CS 261, Spring 2023, Practice Problem Set 2

Suppose that we use hash chaining for a hash table with \(n\) keys, but with a hash table that is too small, so that the load factor \(\alpha\) is \(3\log n\). (This will cause operations on the hash table to take logarithmic time rather than constant time.) Prove that, for a random hash function and for this load factor, there is only \(o(1)\) probability of a hash chain existing with size at least \(6\log n\).

Hint: Use the Chernoff bound for the probability of having at least \(6\log n\) elements in a single cell. Then, use the union bound to combine the Chernoff bounds from all the cells.
Suppose that we want a very small 2-independent hash function, one that maps three different inputs \(x\), \(y\), and \(z\) to two outputs \(0\) or \(1\).
1. One possible choice for a 2-independent family \(H\) would be the family of all functions from these three inputs to these two outputs. How many functions are in \(H\), for this choice?

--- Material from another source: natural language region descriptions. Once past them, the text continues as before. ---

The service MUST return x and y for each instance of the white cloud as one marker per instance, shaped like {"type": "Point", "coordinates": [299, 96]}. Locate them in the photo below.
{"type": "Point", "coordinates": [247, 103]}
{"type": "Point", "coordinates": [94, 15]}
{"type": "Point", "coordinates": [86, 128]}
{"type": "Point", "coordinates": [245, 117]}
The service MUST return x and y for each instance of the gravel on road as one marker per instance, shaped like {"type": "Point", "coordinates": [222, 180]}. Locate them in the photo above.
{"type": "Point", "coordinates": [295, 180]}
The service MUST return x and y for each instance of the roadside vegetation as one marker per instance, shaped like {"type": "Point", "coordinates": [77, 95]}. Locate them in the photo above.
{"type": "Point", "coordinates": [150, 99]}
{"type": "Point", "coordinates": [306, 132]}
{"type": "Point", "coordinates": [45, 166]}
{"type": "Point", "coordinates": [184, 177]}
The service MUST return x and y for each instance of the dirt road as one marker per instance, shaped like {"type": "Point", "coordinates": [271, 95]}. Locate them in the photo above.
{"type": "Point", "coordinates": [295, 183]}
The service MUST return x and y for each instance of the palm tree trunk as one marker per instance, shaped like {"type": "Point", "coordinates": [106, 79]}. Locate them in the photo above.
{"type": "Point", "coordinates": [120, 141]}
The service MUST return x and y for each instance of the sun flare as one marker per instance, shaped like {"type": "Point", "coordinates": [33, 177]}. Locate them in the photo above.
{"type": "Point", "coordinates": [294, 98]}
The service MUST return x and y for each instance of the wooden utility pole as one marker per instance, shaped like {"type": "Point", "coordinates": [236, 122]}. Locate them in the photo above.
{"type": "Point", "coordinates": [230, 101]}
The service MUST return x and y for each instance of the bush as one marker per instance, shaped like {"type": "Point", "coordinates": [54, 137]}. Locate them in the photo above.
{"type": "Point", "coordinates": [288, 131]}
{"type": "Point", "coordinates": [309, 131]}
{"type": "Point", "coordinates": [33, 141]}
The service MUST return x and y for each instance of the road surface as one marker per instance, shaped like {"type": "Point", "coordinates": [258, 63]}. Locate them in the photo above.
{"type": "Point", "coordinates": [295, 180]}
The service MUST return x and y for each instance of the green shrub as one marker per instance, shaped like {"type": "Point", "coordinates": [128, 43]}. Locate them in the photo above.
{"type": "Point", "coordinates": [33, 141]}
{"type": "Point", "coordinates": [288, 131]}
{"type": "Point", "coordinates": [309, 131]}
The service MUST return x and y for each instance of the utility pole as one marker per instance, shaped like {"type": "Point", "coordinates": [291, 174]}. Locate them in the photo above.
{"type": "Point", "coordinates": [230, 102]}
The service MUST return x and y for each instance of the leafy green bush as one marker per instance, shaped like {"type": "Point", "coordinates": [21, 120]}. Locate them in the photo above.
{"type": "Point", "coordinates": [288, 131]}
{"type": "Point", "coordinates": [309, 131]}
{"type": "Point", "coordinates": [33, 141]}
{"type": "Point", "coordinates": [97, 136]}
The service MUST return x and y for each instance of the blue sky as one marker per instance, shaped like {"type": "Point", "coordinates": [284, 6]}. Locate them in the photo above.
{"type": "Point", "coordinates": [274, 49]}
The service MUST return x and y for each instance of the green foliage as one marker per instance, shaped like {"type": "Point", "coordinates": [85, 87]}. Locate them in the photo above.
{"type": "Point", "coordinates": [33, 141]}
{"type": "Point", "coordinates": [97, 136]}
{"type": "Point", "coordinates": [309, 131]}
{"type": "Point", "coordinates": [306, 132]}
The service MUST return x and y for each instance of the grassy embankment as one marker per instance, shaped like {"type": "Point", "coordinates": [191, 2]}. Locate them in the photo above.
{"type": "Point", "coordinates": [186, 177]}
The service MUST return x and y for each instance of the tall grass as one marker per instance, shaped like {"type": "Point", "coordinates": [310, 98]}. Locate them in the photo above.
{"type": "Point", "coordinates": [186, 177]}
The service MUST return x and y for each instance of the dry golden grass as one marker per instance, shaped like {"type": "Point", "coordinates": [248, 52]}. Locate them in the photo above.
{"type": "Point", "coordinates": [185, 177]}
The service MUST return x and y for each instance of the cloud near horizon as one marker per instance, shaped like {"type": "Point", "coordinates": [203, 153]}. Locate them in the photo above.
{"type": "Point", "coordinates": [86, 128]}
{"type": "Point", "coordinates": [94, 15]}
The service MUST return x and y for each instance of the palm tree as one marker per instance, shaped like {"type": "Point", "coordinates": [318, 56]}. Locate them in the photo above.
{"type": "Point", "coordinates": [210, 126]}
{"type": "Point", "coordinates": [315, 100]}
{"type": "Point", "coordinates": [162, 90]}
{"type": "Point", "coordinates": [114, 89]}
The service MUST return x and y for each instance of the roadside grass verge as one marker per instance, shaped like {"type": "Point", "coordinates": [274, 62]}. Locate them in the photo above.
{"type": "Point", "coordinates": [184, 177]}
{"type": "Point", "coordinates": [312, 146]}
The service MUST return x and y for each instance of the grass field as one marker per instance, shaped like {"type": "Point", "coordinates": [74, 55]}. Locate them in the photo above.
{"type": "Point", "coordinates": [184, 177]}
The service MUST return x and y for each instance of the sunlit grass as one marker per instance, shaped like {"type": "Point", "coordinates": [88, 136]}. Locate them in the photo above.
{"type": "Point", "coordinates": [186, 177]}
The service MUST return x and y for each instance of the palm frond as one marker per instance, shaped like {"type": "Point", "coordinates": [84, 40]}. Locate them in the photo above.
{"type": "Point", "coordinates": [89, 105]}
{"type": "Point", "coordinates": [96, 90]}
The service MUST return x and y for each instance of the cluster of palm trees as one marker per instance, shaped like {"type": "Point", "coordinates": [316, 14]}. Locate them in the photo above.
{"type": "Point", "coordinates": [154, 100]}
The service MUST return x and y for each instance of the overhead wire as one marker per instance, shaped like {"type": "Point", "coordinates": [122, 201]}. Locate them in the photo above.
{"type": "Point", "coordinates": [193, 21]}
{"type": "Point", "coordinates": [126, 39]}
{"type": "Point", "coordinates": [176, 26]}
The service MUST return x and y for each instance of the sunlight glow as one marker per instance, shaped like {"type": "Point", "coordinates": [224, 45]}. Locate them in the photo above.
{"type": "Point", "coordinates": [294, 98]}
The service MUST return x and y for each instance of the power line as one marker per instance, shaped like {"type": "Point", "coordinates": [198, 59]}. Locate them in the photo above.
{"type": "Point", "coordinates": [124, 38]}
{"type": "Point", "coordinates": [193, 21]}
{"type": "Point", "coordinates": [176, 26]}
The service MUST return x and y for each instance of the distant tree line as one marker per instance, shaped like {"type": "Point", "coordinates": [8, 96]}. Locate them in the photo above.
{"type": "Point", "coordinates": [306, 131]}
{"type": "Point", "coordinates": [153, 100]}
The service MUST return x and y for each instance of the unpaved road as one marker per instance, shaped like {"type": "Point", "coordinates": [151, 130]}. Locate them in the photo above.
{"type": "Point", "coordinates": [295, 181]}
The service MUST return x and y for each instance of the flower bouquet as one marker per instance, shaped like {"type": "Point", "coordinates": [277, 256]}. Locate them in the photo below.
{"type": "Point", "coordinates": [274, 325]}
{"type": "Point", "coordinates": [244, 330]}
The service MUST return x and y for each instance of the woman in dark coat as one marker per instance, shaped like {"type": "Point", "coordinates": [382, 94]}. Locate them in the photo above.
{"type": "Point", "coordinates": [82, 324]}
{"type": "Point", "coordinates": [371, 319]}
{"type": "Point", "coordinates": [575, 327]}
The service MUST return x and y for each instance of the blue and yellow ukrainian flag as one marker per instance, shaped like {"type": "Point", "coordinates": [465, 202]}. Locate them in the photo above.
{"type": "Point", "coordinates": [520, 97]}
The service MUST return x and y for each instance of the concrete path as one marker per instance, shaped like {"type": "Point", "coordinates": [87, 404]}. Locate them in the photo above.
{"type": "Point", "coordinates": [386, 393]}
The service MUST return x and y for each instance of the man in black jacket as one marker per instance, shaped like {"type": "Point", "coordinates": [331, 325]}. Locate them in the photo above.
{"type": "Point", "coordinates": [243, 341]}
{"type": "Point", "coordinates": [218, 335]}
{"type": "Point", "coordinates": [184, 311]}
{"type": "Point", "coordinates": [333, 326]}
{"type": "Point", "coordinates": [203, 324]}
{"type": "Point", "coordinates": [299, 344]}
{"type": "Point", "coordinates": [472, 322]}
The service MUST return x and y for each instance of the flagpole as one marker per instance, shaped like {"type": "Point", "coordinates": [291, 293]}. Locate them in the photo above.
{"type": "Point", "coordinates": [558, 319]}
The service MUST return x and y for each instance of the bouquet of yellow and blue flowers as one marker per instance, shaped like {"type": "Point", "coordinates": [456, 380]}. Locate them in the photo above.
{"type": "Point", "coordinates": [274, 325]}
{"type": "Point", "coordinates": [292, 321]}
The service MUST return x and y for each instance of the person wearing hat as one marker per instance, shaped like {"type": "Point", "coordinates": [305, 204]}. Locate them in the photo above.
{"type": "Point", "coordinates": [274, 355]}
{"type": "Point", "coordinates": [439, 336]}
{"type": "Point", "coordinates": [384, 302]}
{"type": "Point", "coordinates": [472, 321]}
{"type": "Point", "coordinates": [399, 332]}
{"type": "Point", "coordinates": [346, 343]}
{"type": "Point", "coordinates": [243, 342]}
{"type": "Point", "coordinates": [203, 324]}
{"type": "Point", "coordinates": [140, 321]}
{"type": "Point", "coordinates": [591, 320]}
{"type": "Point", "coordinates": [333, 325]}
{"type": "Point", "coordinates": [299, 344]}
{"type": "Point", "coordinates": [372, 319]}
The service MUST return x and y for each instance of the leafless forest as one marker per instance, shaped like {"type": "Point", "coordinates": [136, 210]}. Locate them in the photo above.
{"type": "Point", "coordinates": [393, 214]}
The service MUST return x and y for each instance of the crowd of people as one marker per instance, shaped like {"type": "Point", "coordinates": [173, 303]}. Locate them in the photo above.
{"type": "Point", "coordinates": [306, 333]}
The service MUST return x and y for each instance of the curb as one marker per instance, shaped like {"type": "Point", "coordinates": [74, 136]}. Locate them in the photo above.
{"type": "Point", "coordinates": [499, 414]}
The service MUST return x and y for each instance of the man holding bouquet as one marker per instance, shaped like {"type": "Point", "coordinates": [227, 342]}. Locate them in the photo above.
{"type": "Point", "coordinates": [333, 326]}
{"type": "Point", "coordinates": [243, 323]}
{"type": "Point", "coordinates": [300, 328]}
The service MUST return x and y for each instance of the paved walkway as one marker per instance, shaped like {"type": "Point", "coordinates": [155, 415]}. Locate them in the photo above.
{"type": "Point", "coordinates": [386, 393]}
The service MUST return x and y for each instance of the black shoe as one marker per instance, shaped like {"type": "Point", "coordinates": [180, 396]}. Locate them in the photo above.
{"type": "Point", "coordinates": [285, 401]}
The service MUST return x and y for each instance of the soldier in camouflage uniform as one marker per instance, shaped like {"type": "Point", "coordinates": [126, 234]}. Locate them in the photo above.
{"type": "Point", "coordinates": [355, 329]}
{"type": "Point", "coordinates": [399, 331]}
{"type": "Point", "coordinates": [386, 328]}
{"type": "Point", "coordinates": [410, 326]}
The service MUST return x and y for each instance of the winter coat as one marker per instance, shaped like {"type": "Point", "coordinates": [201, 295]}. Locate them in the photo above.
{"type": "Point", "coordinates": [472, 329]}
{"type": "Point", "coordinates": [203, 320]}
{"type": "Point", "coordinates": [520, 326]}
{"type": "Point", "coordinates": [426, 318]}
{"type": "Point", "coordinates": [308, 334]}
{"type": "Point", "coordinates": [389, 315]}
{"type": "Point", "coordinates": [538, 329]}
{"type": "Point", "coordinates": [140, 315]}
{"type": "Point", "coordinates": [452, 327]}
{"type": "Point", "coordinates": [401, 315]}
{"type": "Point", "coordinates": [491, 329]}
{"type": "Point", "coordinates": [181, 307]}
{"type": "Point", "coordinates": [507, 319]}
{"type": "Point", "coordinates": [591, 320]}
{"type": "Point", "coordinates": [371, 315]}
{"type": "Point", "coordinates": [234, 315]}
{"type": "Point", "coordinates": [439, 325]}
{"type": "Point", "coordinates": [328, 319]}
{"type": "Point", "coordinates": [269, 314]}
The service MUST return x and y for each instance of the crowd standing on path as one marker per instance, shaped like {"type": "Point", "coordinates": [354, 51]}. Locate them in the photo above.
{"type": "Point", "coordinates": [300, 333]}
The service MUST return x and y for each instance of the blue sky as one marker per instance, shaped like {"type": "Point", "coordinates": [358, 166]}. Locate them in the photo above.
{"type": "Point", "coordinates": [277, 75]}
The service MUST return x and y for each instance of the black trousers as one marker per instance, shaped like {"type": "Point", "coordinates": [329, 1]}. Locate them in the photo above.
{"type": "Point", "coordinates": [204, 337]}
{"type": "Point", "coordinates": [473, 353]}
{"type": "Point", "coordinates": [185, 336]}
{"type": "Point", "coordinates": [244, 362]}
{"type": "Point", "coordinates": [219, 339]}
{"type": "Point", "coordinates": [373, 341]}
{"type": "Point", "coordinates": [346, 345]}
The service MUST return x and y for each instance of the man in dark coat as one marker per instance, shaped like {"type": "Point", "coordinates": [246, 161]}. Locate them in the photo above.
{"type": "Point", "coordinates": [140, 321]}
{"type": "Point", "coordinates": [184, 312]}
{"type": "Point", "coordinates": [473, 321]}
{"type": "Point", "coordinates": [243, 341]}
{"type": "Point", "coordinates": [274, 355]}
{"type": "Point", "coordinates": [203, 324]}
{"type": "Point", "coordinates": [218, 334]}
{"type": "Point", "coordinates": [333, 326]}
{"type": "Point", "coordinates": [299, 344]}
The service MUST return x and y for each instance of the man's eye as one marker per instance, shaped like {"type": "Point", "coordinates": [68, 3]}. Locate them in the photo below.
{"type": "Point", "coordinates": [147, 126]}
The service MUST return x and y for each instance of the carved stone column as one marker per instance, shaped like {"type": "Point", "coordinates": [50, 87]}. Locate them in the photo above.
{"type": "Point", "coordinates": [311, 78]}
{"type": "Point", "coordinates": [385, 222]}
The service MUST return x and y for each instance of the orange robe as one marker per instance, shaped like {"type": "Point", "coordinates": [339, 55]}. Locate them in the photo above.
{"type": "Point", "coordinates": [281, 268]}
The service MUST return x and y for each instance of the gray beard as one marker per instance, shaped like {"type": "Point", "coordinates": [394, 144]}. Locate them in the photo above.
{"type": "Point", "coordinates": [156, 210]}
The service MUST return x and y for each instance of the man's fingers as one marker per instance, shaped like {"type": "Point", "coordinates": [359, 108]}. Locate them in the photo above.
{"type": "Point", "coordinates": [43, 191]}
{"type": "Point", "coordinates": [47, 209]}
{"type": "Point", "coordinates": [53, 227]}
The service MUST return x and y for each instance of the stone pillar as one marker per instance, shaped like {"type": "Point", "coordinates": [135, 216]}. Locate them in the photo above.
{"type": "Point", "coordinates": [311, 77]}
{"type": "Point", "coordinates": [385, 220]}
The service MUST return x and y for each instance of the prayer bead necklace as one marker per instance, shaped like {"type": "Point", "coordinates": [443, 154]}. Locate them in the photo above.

2. Find a different choice of \(H\) that is also 2-independent, but has fewer functions than the family of all functions. Express your choice as a table, where the rows are the functions in \(H\) and each column lists the values of each function for one of the three inputs. How many functions are in your family?
In Python, there is a function hash() built into the language that can map most types of object to an integer. For an integer \(x\), the value of hash(\(x\)) is just \(x\) mod \(2^{31}-1\), so for all integers smaller than \(2^{31}-1\), the hash of \(x\) is just \(x\) itself. Other types of objects have less-predictable hash values. The hash value, computed in this way, is used as the hash function for dictionaries by taking the result modulo the dictionary size. Python uses open addressing, but not linear probing, for its dictionaries.
1. If you know or can predict the size \(s\) of a hash table, describe how to choose \(s/2\) numbers that will all collide with each other.
2. What is the average time per operation to insert all these numbers into a linear-probing hash table, with this hash function? (Calculate the total time, using \(O\)-notation, and then divide by the number of insertions. Do not use the analysis of linear probing with random hash functions. You can assume that the size of the table is \(s\) throughout the sequence of insertions.)
Starting from the cuckoo hash table shown on the lecture note slide ``Graph view of cuckoo state'', describe the sequence of operations that would be performed if we insert a new key \(K\) with value \(5\), \(h_1(K)=3\), and \(h_2(K)=1\), and show what the graph view of the hash table looks like after the insertion is complete. Which of the cases listed in the slide ``Graph view of key insertion'' describes this insertion?